Arte contra a violência
Zeca Corrêa Leite
A violência que cresce a cada dia tem variadas origens, e entre elas está a televisão. Com seus programas populares, ela contribui sobremaneira para saciar a fome da brutalidade, mesmo porque é ela que atua fundamentalmente sobre a sociedade.
E o que a TV transmite ao público? O padrão de comportamento da violência física, moral, da gozação, da deturpação que a gente vê nesses programas de baixo nível. Isso claramente embrutece as pessoas.
A resposta é do diretor do Museu de Arte Contemporânea da Universidade de São Paulo, José Teixeira Coelho Netto, que na semana passada esteve em Curitiba para uma palestra sobre história da arte na PUC - ele é também professor no curso de Comunicação e Artes da USP, além de crítico de arte.
Argumenta o professor que não adianta mais a gente ficar com esse discurso relativista dizendo que talvez a televisão não tenha tanta importância assim na violência. Ela tem, sim senhor. Televisão é fundamentalmente um padrão de comportamento que é passado para as pessoas.

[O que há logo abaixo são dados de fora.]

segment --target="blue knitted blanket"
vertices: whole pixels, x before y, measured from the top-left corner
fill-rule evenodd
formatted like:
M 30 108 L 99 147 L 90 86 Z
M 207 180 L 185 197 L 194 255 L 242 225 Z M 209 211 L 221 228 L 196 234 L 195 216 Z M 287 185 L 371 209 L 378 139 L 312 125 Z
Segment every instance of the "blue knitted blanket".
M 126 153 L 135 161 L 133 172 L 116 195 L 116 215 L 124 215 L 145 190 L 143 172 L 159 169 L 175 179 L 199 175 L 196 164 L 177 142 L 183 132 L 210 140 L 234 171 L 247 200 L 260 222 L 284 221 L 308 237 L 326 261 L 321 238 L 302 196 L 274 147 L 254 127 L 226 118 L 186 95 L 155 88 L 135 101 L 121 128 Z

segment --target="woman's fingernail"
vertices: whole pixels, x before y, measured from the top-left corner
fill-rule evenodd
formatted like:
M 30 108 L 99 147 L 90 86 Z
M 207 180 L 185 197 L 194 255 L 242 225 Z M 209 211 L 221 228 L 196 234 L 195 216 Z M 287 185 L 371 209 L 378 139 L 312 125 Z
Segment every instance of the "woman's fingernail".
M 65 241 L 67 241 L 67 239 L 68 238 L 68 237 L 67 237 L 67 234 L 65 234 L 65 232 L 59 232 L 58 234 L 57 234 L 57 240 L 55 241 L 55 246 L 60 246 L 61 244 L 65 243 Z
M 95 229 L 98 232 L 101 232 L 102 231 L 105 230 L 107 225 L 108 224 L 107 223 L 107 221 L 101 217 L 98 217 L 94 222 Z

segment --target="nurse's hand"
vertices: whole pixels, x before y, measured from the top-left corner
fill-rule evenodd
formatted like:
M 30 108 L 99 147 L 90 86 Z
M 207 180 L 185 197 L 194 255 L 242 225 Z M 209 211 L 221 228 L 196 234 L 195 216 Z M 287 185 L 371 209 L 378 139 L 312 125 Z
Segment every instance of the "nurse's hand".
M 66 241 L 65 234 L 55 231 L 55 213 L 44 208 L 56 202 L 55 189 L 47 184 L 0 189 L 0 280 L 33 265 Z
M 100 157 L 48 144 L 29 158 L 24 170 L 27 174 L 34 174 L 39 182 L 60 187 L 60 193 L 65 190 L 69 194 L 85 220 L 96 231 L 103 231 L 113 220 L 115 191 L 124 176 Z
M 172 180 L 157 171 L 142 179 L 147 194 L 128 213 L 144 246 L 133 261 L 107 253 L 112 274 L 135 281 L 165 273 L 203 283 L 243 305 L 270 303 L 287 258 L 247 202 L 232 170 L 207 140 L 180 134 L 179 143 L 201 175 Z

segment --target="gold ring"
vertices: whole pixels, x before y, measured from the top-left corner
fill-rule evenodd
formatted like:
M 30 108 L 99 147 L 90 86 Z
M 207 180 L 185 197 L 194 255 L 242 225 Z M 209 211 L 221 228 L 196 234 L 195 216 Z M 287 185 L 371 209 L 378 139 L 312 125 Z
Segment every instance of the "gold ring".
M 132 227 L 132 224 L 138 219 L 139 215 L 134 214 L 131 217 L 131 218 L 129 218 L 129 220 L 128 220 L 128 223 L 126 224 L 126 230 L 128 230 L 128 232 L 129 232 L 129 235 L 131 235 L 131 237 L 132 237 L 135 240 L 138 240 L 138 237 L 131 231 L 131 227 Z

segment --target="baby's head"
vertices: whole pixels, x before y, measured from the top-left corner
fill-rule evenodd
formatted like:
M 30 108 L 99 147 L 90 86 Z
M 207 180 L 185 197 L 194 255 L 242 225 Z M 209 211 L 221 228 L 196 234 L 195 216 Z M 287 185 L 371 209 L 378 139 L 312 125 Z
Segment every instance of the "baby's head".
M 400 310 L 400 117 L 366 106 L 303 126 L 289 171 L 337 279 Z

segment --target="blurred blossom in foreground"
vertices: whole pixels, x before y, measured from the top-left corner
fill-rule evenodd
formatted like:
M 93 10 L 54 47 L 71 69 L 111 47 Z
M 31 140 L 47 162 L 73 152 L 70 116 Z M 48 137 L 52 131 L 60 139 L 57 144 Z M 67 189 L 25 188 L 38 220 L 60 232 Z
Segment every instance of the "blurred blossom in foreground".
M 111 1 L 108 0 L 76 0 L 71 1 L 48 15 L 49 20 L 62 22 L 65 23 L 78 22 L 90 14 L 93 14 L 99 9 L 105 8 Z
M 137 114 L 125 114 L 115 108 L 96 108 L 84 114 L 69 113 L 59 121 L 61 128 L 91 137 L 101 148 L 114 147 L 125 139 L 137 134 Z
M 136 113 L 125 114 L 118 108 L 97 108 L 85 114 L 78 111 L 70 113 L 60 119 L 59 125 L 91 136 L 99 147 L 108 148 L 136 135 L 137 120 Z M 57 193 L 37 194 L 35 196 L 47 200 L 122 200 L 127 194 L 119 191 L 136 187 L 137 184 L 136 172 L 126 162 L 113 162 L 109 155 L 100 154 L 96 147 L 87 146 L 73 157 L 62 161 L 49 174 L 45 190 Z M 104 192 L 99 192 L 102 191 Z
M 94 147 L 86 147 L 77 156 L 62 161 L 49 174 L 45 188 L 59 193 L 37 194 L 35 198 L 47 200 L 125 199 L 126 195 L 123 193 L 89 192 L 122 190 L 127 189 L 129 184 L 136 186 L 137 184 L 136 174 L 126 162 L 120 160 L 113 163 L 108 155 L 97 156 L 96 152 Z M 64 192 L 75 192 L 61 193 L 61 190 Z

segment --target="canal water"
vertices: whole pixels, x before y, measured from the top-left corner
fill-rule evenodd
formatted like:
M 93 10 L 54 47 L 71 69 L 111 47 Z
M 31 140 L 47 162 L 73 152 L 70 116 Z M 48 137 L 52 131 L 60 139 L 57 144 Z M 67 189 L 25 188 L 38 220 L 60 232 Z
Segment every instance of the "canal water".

Defensor do bom gosto do brasileiro, Coelho Netto assevera: A gente tem que acabar com essa história de que o público só gosta do que é porcaria. Isso é o que o pessoal da televisão adora fazer: Dou isso para o público, porque é disso que ele gosta. Mentira, mentira mesmo. A gente tem obrigação de oferecer uma alternativa.
A opção que ele aponta, neste caso, é a arte. Ela poderia ser um dos antídotos mais eficazes para combater o embrutecimento, pois é comprovadamente fator de sensibilização das pessoas. Mas, apesar disso, para que houvesse o caminho contrário ao caos, seriam necessários meios que propiciassem o encontro da arte com a população.
Ele lamenta a falta de programas afins, muito comuns na Europa e nos Estados Unidos. Aliás, uma das grandes tendências em todo o mundo é a instalação de arte pública nas ruas. O Brasil ainda é muito tímido nisso. Ainda estamos na era do crime cultural; o descaso pela arte não é só do governo, mas da sociedade como um todo: das empresas, dos executivos.
É preciso despertar para a importância que a arte e a cultura representam em nossos dias, reclama Netto. Todo mundo está sabendo que no século 21 a base da convivência, da condição de sobrevivência das nações e das pessoas será a cultura e a arte. Não tem outro caminho.
Está na hora da sociedade brasileira acordar para sua responsabilidade e não ficar esperando só do governo, insiste. Afinal, vivemos numa época em que não são mais a religião nem a ideologia os elementos aglutinadores, que aproximam as pessoas.
Para o diretor do MAC da USP, deve-se culturalizar as cidades. Curitiba talvez seja um pouco diferente, mas a maior parte das cidades do Brasil - especialmente onde moro, em São Paulo - são agressivas, feias, que convidam à violência. A gente poderia amenizar isso com a presença da arte nas ruas.
Quer dizer que a arte sensibiliza? Coelho Netto responde que sim: Ela abre um espaço para a pessoa escapar de uma vida comum e pensar em outras coisas, ter espaço para uma reflexão sobre coisas mais importantes. Sensibilidade é uma questão de exercício. Como o músculo. Se você não exercita o músculo, ele atrofia. Se você não exercita a sensibilidade, vira uma toupeira, vira bruto.
Isto significa que uma das saídas para se evitar o precipício estaria nos museus? Sobretudo nos museus, concorda o professor. Ele lembra que os Estados Unidos investiram na última década cerca de 3 ou 4 bilhões de dólares na construção de novos museus, se não me falha a memória. E emenda com uma indagação: Quando foi construído o último em São Paulo?